Given that stock and home appreciation is probably correlated, I’ll have ti sample from a bivariate normal distribution using numpy.random.Generator.multivariate_normal
- documentation here, rather than the univariate distribution draw shown above. I am going to assume a correlation coefficient, \(\rho_{stock,home}\) of 0.5 - a fairly clear correlation.

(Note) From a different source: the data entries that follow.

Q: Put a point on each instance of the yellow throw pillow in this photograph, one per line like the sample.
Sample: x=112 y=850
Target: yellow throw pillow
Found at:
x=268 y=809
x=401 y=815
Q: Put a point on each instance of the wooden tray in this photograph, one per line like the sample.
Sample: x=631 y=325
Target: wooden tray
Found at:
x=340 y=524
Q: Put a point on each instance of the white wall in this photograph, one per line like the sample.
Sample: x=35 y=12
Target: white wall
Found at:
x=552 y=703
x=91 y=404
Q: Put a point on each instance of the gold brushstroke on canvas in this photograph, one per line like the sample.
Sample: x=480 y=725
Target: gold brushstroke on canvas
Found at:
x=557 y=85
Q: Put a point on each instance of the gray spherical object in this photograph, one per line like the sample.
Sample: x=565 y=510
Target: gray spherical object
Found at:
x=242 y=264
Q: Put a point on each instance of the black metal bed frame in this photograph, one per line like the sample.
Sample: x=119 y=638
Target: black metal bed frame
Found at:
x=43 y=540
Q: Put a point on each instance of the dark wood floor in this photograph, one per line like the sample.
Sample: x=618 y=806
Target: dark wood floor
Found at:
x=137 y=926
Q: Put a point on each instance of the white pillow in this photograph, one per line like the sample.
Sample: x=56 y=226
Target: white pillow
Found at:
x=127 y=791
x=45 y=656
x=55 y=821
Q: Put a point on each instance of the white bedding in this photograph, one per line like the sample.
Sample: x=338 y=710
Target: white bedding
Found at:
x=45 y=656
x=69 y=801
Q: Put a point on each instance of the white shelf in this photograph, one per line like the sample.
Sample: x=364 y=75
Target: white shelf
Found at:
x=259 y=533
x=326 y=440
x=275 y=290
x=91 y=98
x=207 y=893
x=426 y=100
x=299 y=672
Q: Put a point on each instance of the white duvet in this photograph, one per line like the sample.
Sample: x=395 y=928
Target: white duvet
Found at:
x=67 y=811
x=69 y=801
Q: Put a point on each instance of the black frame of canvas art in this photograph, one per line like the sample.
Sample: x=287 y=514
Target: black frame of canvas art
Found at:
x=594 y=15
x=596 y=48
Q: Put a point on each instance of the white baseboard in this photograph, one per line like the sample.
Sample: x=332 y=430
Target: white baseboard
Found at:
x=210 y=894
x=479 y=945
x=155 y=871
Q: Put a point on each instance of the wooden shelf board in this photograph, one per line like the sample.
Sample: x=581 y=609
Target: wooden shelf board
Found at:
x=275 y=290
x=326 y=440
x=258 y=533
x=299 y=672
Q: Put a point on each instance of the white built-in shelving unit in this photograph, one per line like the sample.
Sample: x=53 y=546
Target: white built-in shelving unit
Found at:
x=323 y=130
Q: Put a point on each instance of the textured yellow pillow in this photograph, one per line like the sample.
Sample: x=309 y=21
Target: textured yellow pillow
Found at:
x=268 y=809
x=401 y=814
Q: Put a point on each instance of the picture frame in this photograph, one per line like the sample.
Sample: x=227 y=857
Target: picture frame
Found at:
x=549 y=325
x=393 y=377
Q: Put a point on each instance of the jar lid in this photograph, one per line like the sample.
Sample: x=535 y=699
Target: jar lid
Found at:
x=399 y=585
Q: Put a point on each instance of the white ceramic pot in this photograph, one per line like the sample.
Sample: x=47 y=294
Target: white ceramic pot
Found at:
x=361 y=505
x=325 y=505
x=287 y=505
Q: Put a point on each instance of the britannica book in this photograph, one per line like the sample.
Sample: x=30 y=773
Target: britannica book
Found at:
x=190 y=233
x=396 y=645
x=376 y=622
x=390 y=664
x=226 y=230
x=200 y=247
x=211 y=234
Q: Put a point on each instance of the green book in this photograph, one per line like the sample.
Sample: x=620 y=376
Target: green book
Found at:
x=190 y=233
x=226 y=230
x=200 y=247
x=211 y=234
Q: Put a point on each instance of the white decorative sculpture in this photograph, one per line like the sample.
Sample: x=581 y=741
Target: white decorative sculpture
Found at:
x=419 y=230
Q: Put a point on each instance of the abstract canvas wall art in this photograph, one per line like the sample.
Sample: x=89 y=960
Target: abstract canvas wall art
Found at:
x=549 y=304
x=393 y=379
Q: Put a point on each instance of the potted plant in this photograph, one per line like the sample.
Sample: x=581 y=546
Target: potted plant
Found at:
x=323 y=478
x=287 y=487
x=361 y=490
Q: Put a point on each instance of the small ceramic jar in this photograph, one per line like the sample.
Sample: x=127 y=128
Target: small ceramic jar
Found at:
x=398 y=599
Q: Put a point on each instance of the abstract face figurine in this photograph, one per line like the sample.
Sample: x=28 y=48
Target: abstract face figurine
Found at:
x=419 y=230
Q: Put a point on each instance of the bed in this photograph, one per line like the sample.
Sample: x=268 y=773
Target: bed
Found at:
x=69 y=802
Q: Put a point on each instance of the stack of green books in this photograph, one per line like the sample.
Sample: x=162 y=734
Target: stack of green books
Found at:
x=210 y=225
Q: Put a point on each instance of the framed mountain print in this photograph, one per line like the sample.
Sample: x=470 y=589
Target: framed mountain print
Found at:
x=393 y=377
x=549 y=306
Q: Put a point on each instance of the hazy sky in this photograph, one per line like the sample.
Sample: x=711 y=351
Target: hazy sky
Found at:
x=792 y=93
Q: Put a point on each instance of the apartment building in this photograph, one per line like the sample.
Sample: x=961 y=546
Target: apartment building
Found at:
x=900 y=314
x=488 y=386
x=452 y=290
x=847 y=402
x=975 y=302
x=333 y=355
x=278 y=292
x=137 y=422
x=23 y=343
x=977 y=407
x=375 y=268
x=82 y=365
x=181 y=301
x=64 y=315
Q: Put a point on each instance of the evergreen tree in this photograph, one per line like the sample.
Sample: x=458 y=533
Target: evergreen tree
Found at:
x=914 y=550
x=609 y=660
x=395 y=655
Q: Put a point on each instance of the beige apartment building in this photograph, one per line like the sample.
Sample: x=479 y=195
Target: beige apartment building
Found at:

In order to use that numpy function, I’ll need to translate my correlation statistic into a covariance statistic, and I’ll use the following formula (source):
\[ \begin{align*}
cov_{stock,home} &= \rho_{stock,home} \times \sigma_{stock} \sigma_{home} \\\
cov_{stock,home} &= 0.5 \times .2267 \times .1042 \end{align*}
\]
I calculate covariance and confirm that the covariance and correlations match up below:
cov = 0.5 * sigma_stock * sigma_home
print("Covariance:", cov)
print("Back to correlation:", cov / (sigma_stock * sigma_home))
Covariance: 0.01181107
Back to correlation: 0.5
Now that I have the covariance, I’ll be able to sample from a bivariate normal distribution of the form shown below (source).
\[
\begin{pmatrix} Stock \\\\ Home\end{pmatrix} \sim \mathcal{N} \left[ \begin{pmatrix} \mu_{s} \\\ \mu_{h}\end{pmatrix}, \begin{pmatrix} \sigma_{s}^2 & cov_{s,h} \\\ cov_{s,h} & \sigma_{h}^2\end{pmatrix} \right]
\]
Note, \(s\) is shorthand for stock and \(h\) is shorthand for home.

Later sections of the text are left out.